Motivation is the cause of behavior, that is, the subjective reason for individuals to use a certain form of activity. Motivation can be divided into internal motivation and external motivation. The motivation of mathematical research is an intrinsic motivation, which is based on physiological needs and has been developing into a driving force to meet social needs and promote mathematical research. Mathematics learning motivation refers to a conscious behavior tendency caused by a certain need related to mathematics learning. It is the intrinsic motivation to encourage or promote students' behavior in order to achieve certain mathematics learning goals [1]. Educators believe that effective learning requires each learner to trace the main steps of the historical evolution of his subject [2]. Therefore, it is necessary to study mathematics learning motivation from the perspective of mathematics history.

1. Logical reasoning and practical application are the driving forces of mathematics learning.

The history of mathematical development includes two typical mathematical cultures: one is Greek mathematical culture which attaches importance to logical reasoning, and the other is China mathematical culture which attaches importance to practical application.
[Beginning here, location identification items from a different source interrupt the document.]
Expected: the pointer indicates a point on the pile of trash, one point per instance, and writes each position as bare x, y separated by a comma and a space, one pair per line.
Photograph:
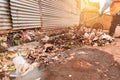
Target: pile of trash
51, 48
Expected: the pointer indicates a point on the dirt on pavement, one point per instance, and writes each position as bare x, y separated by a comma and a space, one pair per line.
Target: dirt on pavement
87, 64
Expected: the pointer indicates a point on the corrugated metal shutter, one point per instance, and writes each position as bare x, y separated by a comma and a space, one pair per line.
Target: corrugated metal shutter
59, 13
5, 21
25, 13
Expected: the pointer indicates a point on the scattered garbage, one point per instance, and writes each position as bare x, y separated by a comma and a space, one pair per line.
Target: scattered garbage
50, 49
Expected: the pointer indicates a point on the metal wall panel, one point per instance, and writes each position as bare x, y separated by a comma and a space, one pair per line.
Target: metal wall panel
59, 13
25, 14
5, 21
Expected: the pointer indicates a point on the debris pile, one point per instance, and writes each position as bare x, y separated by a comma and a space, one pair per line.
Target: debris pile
51, 47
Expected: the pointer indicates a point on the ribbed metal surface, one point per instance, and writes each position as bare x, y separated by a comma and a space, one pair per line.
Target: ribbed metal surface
59, 13
25, 14
5, 21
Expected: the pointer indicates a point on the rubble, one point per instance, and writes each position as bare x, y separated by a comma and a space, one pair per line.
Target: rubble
51, 48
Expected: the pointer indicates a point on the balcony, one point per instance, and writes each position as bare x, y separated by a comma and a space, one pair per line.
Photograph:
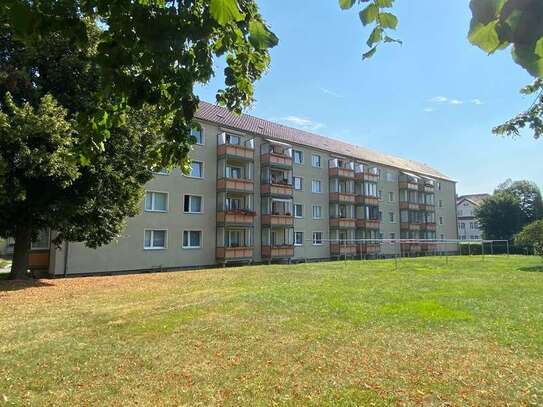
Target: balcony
414, 186
368, 224
241, 217
342, 249
284, 190
367, 200
410, 205
410, 226
286, 220
342, 197
342, 222
240, 151
276, 160
235, 185
234, 253
338, 172
368, 248
277, 252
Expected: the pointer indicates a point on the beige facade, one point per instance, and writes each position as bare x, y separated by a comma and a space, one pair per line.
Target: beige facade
245, 206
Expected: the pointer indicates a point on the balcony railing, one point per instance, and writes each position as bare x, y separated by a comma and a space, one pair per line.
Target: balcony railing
342, 197
285, 190
283, 251
285, 220
275, 159
234, 253
240, 217
235, 184
342, 222
368, 224
367, 200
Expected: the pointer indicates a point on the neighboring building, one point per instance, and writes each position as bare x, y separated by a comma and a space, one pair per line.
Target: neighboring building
262, 192
468, 227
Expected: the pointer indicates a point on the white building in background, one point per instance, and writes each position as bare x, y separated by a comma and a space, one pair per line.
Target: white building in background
468, 227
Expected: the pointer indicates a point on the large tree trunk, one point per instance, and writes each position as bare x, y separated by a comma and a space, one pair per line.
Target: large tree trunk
19, 266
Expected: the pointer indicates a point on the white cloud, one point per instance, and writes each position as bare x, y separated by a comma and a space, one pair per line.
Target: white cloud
330, 92
302, 123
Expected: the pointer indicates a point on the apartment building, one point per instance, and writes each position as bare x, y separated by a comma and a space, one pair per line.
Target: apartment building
468, 227
263, 192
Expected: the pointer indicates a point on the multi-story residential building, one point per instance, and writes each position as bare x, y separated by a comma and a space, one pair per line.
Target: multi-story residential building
468, 227
262, 192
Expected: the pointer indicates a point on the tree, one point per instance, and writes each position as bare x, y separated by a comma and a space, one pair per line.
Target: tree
532, 236
500, 216
495, 25
47, 181
529, 197
152, 52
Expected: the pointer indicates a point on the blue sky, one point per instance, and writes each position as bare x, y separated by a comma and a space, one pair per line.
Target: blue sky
435, 99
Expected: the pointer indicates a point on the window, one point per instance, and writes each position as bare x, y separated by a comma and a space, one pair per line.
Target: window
233, 139
317, 212
233, 172
316, 186
41, 241
154, 239
298, 157
192, 204
156, 201
298, 184
316, 160
198, 134
298, 238
192, 239
197, 169
317, 238
298, 211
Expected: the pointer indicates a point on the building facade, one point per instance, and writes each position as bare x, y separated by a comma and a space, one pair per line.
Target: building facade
263, 192
468, 227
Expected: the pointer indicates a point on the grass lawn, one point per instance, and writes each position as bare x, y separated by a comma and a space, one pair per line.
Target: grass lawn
340, 333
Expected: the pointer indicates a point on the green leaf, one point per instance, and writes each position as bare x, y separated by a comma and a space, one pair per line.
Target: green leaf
485, 36
388, 20
369, 14
346, 4
225, 11
370, 53
375, 36
539, 48
260, 37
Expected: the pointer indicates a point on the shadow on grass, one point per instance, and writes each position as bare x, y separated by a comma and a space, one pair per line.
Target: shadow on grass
536, 269
15, 285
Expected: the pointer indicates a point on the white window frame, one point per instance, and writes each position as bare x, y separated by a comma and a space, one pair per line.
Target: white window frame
152, 233
313, 160
313, 183
313, 238
203, 136
294, 210
294, 151
313, 211
203, 170
192, 247
301, 183
152, 201
201, 204
298, 244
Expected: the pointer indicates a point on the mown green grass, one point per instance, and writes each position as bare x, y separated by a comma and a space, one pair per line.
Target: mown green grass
340, 333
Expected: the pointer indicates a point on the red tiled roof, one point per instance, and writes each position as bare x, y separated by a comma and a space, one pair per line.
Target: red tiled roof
264, 128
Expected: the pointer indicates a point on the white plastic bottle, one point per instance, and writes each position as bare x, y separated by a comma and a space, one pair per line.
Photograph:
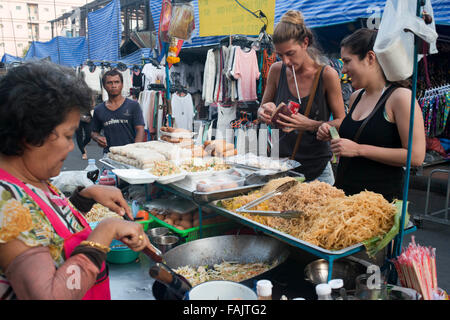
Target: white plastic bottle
264, 289
91, 165
336, 285
323, 291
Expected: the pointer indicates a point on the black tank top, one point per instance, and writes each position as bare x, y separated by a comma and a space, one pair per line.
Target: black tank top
356, 174
312, 154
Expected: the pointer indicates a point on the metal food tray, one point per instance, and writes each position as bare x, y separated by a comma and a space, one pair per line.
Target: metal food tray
291, 239
207, 197
180, 206
112, 164
160, 179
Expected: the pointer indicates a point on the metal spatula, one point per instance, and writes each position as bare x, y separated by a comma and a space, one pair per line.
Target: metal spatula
278, 191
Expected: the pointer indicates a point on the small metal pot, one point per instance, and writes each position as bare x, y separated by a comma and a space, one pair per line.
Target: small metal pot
156, 232
165, 243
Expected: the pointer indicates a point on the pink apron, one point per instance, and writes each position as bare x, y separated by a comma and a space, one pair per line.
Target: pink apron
100, 290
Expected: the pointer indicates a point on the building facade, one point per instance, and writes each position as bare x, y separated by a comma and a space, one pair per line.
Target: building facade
24, 21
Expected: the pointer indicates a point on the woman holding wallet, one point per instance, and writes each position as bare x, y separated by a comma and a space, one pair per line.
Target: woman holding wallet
47, 248
300, 68
373, 139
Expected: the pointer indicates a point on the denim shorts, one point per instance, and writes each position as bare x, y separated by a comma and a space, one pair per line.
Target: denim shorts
327, 175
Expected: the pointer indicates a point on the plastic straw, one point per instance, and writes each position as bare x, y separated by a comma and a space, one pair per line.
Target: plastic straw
416, 268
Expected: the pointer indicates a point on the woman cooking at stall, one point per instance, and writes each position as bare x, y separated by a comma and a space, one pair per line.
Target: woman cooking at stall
300, 67
47, 250
373, 139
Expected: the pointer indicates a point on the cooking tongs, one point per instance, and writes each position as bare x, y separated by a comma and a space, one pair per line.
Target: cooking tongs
278, 191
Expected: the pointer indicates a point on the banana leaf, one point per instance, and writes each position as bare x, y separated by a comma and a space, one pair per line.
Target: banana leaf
375, 244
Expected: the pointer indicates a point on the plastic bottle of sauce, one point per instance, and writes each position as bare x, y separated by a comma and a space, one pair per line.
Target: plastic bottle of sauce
264, 290
323, 291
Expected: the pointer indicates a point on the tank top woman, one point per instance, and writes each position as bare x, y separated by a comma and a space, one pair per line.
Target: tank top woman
356, 174
313, 154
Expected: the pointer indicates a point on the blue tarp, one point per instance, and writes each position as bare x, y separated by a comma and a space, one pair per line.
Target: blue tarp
105, 32
7, 58
317, 13
65, 51
136, 57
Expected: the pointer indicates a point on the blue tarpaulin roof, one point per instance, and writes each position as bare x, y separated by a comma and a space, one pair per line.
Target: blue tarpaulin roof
317, 13
7, 58
65, 51
105, 32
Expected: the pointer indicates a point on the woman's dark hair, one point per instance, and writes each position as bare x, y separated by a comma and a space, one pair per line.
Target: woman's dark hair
361, 42
36, 97
111, 73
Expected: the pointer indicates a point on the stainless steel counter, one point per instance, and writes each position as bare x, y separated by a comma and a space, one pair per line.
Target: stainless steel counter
131, 281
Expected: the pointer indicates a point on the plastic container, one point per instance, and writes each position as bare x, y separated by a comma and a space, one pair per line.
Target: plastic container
209, 230
91, 165
219, 182
121, 255
264, 289
323, 291
221, 290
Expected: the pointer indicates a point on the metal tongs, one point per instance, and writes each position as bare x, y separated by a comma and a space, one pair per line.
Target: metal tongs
278, 191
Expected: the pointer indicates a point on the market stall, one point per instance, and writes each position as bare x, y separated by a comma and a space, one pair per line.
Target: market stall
217, 191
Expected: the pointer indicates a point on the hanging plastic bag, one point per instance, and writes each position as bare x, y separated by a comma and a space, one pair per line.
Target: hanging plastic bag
394, 46
164, 21
182, 23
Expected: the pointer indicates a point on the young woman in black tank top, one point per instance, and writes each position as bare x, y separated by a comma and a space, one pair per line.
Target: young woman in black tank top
374, 162
293, 40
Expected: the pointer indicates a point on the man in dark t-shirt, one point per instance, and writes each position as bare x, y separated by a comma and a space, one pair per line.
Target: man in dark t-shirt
120, 118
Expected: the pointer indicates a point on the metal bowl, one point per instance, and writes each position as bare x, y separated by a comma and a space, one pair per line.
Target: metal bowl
165, 243
317, 272
155, 232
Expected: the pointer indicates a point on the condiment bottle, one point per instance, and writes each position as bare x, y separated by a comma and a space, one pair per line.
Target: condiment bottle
336, 285
264, 289
323, 291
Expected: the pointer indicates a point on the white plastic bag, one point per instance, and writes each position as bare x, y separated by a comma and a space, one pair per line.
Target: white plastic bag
68, 181
394, 47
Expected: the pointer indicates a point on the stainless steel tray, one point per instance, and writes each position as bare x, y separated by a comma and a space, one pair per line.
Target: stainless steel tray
112, 164
173, 204
290, 239
207, 197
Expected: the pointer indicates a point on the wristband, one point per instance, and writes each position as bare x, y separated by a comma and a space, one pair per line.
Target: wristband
81, 203
96, 245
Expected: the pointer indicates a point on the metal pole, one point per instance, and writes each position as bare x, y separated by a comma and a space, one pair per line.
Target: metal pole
399, 239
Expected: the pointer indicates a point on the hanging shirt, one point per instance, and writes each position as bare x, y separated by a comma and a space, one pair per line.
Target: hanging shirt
93, 79
183, 111
209, 77
127, 82
153, 75
247, 71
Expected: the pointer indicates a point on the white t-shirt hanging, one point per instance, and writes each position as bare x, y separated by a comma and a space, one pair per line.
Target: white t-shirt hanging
247, 71
127, 82
182, 111
153, 75
93, 79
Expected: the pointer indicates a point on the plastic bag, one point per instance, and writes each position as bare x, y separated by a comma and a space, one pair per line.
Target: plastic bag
394, 46
164, 21
182, 23
68, 181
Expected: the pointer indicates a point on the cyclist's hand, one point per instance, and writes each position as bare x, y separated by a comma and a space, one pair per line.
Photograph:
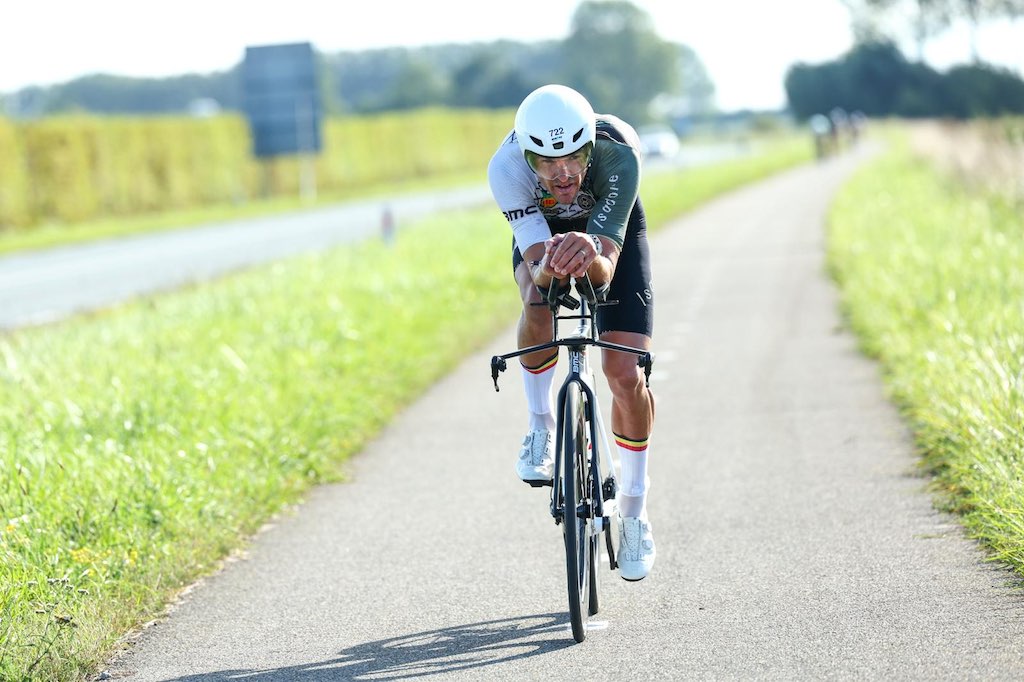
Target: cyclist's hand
569, 254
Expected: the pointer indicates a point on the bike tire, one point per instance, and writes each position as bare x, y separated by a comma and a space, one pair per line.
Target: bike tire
578, 511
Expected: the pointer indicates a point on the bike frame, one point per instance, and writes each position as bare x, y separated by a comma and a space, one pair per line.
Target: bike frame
577, 343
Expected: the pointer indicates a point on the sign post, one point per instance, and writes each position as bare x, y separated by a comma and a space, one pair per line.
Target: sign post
282, 103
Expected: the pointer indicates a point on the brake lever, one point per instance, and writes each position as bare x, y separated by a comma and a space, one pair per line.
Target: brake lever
497, 367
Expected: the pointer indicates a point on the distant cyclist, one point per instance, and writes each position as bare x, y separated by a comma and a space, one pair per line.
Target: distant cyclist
567, 180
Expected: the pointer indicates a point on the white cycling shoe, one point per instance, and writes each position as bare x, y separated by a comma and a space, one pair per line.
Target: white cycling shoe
537, 459
636, 548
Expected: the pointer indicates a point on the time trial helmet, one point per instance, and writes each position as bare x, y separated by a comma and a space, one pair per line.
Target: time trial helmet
555, 121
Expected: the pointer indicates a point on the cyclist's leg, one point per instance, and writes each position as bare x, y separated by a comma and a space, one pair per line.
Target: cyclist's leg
536, 456
631, 323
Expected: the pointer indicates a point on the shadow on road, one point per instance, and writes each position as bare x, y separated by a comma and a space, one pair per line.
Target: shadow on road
422, 654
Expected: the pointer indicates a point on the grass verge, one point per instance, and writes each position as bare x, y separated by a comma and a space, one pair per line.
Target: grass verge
933, 286
141, 445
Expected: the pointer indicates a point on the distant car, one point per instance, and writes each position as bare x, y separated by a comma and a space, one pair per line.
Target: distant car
658, 141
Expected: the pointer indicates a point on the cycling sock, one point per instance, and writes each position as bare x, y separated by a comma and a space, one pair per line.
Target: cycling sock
538, 381
634, 483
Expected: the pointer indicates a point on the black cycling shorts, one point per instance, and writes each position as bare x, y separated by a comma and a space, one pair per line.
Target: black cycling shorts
631, 285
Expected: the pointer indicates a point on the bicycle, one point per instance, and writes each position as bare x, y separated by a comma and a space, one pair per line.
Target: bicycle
578, 483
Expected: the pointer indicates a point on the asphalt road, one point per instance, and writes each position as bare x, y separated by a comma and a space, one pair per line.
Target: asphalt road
44, 286
41, 287
795, 540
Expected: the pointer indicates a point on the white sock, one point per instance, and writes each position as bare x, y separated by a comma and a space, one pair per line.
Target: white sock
538, 382
633, 482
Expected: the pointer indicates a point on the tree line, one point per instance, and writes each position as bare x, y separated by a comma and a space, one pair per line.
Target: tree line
877, 79
608, 43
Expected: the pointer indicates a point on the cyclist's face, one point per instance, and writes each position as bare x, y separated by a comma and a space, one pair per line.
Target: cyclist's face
562, 176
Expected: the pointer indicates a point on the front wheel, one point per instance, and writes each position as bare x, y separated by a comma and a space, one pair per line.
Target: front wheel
579, 513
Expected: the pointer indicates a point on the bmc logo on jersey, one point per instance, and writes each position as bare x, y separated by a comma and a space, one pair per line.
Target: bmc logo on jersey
515, 214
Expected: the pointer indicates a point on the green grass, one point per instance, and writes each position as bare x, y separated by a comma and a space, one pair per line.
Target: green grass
933, 284
140, 445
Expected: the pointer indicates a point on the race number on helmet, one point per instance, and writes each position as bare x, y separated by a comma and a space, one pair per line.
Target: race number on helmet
555, 121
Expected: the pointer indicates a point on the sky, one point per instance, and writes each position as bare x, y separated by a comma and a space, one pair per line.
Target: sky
745, 45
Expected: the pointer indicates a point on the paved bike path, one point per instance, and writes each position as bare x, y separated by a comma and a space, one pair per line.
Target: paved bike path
795, 539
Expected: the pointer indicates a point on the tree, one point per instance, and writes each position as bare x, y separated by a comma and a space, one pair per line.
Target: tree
485, 80
923, 19
613, 56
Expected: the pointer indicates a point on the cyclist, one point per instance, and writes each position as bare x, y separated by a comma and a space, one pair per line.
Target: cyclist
567, 181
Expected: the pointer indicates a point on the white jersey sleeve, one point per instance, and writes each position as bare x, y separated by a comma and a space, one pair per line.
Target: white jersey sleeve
513, 185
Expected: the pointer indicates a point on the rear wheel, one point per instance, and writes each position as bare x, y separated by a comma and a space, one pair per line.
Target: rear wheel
579, 516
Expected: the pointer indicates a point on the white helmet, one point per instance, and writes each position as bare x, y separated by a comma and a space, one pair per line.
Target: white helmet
555, 121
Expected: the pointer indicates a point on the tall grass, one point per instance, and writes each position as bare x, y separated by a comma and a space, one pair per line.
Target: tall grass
933, 283
139, 446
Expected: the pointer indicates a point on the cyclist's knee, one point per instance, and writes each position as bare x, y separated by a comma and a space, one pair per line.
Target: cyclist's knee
623, 375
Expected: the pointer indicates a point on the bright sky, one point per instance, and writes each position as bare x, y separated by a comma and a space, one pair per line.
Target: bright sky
747, 46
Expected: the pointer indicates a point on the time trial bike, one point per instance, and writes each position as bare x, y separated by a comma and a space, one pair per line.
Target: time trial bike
584, 484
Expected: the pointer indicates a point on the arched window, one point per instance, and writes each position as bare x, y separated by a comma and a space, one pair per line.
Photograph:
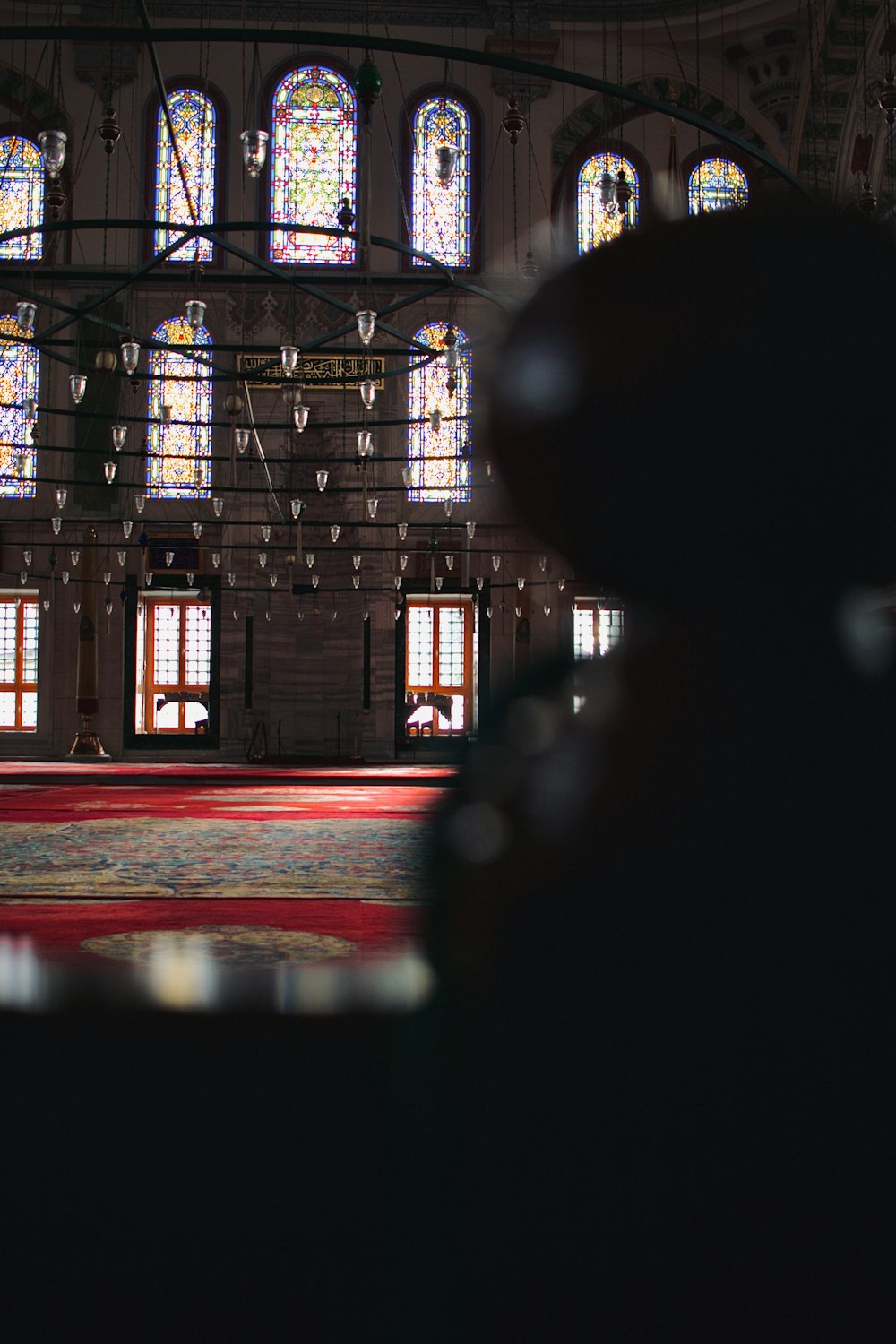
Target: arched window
179, 457
441, 215
438, 452
312, 164
716, 185
18, 410
190, 182
600, 180
21, 198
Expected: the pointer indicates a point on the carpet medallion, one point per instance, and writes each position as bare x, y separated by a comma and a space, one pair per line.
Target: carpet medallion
161, 857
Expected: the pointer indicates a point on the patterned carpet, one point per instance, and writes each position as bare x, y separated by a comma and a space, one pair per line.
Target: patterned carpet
125, 841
Mathematical historians divide ancient Greek mathematics into several stages: the first stage is from 600 BC to 323 BC; The second period is from 323 BC to the first 30 years, also known as the pre-Alexandria period; The third period is from 30 BC to 600 AD, also known as the late Alexandria. In the first two periods, Greek mathematical culture believed that the correctness of mathematical propositions could only be explained by geometric logical reasoning, and mathematics became the mainstream of mathematical research, and geometric logical reasoning was proved to be the measure of the correctness of mathematical results. This standard has gradually developed into an expectation or ideal of mathematical research. That is, the expected mathematical results can be demonstrated by logical reasoning in geometric form. In the "Late Alexandria", ancient Greek mathematics broke through the tradition of geometry-centered, and arithmetic, number theory and algebra gradually broke away from the bondage of geometry. During this period, under the influence of Roman practical thought, demonstration mathematics was no longer popular, for example, many propositions in Helen's measurement were not proved. However, logical reasoning in demonstration mathematics still plays an important role in mathematical research. For example, Diophantine's book Arithmetic deals with the problems of number theory and algebra by pure analysis [4]. Logical reasoning is separated from geometric argument, and the idea of solving problems with logical reasoning has developed into a new ideal of mathematical research, that is, I hope to solve mathematical problems with pure logical reasoning. Throughout the whole Greek mathematical culture, mathematical research has become a labor to meet the above two ideals. The idea of logical reasoning is essentially the basis of geometric argumentation and analysis to solve problems, and it is the most essential idea of the above two ideals, which meets the definition of motivation. Therefore, it is the motive of ancient Greek mathematics research and human motivation.

The overall development of ancient mathematics in China is reflected in the construction and perfection of algorithms [5]. The so-called "algorithm" is not just a simple calculation, but a general calculation method to solve a whole class of practical or scientific problems [4]. The purpose of arithmetic is to solve practical problems, which are endless. Therefore, ancient mathematics in China not only withstood the test of the abolition of "Shu Ming" by the rulers, but even developed. For example, the popularity of abacus in the late Yuan Dynasty and early Ming Dynasty. With the formation of China's mathematical culture, solving practical problems with mathematical knowledge has become an arithmetic ideal, that is, expecting mathematical achievements to be applied in practice. The mathematical research in ancient China became a labor dominated by this ideal, a labor to realize personal value and meet the social needs of curiosity. Practical application conforms to the definition of motivation, so it is the motivation of the development of ancient mathematics in China and the motivation of human beings to carry out mathematical research.

Therefore, logical reasoning and practical application are two driving forces for human beings to carry out mathematical research. According to the classification of motivation, it belongs to driving force and is an intrinsic motivation based on physiological needs. Mathematics learning can be regarded as a directional re-study process of existing mathematics achievements, and it is a special form of mathematics research.